Sparsity-constrained learning: PGDC-type algorithms apply to $\ell_0$ -constrained sparse recovery, with projection by hard-thresholding.
Manifold optimization: Constraints given by geometric manifolds (e.g., Stiefel, Grassmann, sphere), where projection uses analytic formulas for the nearest point (Vu et al., 2021).
Topology optimization in engineering: Extremely large-scale designs with bound and global nonlinear constraints, where improvements in projection algorithms (e.g., via Schur complement for univariate constraints and vector space decomposition for handling nonlinear constraints) further increase robustness and scalability (Barbeau et al., 10 Dec 2024).

Table: Typical Projections in PGDC

Constraint Type	Example of PGDC Projection	Computational Form
Box / Ball	$[y]_j \leftarrow \min\{\max\{y_j,\ell_j\}, u_j\}$	Closed-form coordinatewise
Simplex	Euclidean projection onto $\{x \geq 0, \sum x = 1\}$	Efficient O(n log n) algorithm
Rank (≤ r)	Truncated SVD $U\Sigma_r V^T$	SVD with r nonzero values
Manifold (unit norm)	$y/\\|y\\|$	Normalization

Algorithmic improvements such as the incorporation of univariate constraints in projection via Schur complement (Barbeau et al., 10 Dec 2024), vector‐space decomposition for updates, bulk constraint manipulation, and step‐size adaptation based on Lagrangian approximations address robustness and computational efficiency in challenging applications such as large‐scale topology optimization.

7. Practical Considerations, Strengths, and Limitations

PGDC’s primary strengths include:

Simplicity and broad applicability
Explicit preservation of feasibility at each iteration
Systematic convergence to strong forms of first-order stationarity under mild assumptions (Olikier et al., 4 Mar 2024)

However, limitations arise:

Computational expense of projections for complex or nonconvex $C$
Potential for slow convergence near saddle points or in poorly conditioned problems
Sensitivity to step-size selection and to the quality (and existence) of projections

Recent research addresses these aspects via:

Perturbation schemes for saddle-point escape and achieving second-order or approximate global optimality in nonconvex problems (Zhang et al., 5 Mar 2024)
Adaptive or parameter-free schemes for gradient step-size tuning (Chzhen et al., 2023)
Efficient projection implementations for specific application domains (Barbeau et al., 10 Dec 2024)

Conclusion

PGDC stands as a cornerstone methodology in modern constrained optimization, combining strong theoretical guarantees with flexible implementation across diverse constraint sets.

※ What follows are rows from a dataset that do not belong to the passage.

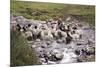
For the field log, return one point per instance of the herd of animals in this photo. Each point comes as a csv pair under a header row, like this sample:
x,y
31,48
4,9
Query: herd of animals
x,y
56,33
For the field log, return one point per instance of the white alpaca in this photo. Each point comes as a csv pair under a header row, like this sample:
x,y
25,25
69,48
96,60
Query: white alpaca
x,y
46,34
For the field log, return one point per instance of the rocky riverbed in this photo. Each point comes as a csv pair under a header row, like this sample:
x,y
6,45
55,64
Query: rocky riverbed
x,y
57,41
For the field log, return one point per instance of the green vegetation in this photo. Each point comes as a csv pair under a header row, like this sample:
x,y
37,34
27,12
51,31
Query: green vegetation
x,y
43,11
21,53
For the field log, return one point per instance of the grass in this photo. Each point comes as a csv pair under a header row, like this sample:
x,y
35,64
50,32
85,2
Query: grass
x,y
21,53
43,11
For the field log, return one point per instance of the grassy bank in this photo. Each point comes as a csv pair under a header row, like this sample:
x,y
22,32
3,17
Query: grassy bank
x,y
21,53
43,11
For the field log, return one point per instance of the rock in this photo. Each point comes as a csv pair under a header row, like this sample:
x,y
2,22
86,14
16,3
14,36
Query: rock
x,y
38,40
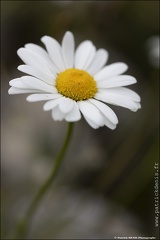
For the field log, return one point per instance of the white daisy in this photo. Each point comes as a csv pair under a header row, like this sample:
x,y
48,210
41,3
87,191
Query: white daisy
x,y
75,82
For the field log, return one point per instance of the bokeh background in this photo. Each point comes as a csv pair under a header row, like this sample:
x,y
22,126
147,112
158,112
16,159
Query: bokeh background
x,y
105,187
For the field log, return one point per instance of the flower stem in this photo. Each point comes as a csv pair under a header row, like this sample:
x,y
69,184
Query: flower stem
x,y
23,225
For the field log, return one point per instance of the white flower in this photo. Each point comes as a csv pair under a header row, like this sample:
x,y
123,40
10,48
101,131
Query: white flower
x,y
75,81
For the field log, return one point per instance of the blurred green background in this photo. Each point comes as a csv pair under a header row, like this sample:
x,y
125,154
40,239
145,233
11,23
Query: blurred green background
x,y
105,187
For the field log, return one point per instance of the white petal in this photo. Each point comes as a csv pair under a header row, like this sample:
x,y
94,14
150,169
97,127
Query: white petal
x,y
66,105
73,115
57,115
98,62
44,76
113,69
92,124
118,81
33,59
109,124
35,83
41,52
84,55
107,111
90,112
55,53
51,104
126,92
118,100
42,97
68,49
14,90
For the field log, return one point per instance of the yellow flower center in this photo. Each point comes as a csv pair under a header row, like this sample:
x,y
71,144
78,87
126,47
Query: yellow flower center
x,y
76,84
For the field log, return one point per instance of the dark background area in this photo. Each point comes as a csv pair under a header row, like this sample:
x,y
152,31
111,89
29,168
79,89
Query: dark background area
x,y
105,187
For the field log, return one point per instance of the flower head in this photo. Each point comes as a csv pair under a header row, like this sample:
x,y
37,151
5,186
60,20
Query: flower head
x,y
75,82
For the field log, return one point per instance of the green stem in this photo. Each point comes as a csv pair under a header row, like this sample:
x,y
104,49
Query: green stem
x,y
23,225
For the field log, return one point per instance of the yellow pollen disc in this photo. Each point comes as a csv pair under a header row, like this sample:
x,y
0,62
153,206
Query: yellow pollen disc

Its convergence to Bouligand (and, under further regularity, proximal) stationary points (Olikier et al., 4 Mar 2024) distinguishes it in general nonconvex scenarios. Ongoing work focuses on further improving its practical scalability, robustness, and acceleration, especially for large-scale and highly structured problems in signal processing, data science, machine learning, and engineering design.